Jesus has exchanged the lawyer’s question, “WHO is my neighbor?” with the more important one, “Who WAS a neighbor?” The first question “Who is my neighbor?” divides the world into good people and bad ones. It’s a question that forces our divisions of the world on God. It’s a question that expects God to take our side. The second question “Who was a neighbor?” is about the motivations of the human heart. It’s a question that gets rid of those divisions between good people and bad ones, friends and enemies, neighbor and stranger. It calls us to question the motivations of our heart that compel us to divide the world. Then it calls us to exchange our divided worldview for the virtues of Jesus Christ. The virtues of compassion and mercy, just to name two.

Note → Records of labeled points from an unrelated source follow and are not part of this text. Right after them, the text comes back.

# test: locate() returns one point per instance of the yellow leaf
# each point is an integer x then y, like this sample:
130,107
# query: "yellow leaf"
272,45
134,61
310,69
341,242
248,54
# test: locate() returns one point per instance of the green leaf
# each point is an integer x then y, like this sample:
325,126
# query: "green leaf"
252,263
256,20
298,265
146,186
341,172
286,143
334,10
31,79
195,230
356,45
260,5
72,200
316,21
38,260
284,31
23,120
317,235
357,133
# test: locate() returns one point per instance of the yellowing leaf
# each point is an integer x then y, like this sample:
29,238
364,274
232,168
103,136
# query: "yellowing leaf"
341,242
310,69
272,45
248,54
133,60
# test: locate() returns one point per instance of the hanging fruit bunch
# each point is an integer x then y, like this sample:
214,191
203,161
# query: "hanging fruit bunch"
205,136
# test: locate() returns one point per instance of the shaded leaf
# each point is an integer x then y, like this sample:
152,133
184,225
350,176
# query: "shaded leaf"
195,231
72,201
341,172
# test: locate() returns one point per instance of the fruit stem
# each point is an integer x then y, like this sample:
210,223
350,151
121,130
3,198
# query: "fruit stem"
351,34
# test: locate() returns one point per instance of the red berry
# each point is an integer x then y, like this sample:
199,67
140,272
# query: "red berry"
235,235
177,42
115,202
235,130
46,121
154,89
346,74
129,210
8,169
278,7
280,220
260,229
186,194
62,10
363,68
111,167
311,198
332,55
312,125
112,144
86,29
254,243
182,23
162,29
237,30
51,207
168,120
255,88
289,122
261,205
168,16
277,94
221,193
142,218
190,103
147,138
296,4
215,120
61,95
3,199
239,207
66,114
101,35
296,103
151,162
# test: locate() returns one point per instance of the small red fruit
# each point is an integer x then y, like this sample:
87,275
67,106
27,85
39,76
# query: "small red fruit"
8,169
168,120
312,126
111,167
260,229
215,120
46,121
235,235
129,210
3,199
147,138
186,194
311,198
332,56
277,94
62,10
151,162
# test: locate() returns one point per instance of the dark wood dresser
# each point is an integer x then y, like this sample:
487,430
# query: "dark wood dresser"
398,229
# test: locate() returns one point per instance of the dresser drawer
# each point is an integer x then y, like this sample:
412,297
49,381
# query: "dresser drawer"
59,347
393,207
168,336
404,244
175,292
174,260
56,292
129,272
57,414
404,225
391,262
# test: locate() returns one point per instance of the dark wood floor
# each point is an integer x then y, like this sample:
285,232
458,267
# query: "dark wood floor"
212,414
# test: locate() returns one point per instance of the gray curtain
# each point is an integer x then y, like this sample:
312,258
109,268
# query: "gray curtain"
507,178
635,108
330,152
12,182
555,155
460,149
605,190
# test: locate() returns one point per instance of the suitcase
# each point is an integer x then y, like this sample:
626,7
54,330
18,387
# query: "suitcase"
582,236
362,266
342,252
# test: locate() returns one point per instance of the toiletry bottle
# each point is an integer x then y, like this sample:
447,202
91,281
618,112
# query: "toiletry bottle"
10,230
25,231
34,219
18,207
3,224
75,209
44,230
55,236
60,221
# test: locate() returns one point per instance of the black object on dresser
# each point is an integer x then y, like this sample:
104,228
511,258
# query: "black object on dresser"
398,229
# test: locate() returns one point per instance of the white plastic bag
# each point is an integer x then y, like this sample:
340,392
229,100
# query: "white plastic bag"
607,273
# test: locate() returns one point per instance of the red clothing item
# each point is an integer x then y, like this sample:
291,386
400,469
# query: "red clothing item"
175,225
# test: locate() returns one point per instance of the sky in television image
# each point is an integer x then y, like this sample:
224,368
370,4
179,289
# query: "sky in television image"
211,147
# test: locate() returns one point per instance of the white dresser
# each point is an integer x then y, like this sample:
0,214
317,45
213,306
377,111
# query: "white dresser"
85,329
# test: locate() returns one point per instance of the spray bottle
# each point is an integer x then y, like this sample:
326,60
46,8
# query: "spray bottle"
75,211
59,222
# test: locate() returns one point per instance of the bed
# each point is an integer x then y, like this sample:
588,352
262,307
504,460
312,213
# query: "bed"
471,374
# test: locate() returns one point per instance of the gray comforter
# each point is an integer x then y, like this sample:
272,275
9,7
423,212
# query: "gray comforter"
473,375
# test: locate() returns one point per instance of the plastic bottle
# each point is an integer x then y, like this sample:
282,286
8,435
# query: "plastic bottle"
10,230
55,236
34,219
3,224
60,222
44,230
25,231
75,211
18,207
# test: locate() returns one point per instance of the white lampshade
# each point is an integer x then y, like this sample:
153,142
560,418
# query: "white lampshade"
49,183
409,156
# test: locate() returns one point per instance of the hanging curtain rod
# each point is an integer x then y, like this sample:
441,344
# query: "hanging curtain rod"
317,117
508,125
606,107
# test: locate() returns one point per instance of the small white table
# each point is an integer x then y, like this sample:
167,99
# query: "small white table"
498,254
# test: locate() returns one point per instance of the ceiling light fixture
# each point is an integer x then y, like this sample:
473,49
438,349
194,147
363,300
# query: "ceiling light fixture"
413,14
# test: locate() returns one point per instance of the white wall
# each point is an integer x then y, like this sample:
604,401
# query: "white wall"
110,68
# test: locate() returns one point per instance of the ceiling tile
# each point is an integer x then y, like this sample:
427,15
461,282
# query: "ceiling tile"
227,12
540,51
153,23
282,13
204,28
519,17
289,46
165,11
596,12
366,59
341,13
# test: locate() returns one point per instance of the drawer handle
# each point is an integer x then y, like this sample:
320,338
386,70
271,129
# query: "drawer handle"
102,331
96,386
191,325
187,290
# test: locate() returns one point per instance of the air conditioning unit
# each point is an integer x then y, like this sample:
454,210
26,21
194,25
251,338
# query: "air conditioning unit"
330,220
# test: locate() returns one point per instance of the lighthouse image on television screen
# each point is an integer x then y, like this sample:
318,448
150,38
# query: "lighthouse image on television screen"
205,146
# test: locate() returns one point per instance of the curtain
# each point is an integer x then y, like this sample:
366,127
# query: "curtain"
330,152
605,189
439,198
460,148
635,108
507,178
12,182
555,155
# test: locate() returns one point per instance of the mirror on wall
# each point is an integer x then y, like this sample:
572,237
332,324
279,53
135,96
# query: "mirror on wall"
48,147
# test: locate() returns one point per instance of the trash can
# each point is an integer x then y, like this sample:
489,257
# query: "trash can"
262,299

The parable of the Good Samaritan shows us a new way to look at the world. It asks us to rethink that human tendency of dividing the world. It asks us to sit with the notion that maybe, just maybe God doesn’t see the world through our divided eyes. Instead the parable of the Good Samaritan shows us the world through the eyes of God. God sees us as wounded travelers on the side of the road. And in God’s mercy comes Jesus Christ to bind up our wounds, carry us to safety, and bring us to new health and new life. And when we realize what has been done for us in Jesus Christ maybe, just maybe we’ll find a new way to see the world. May we learn mercy and compassion, and be neighbors to God’s undivided world.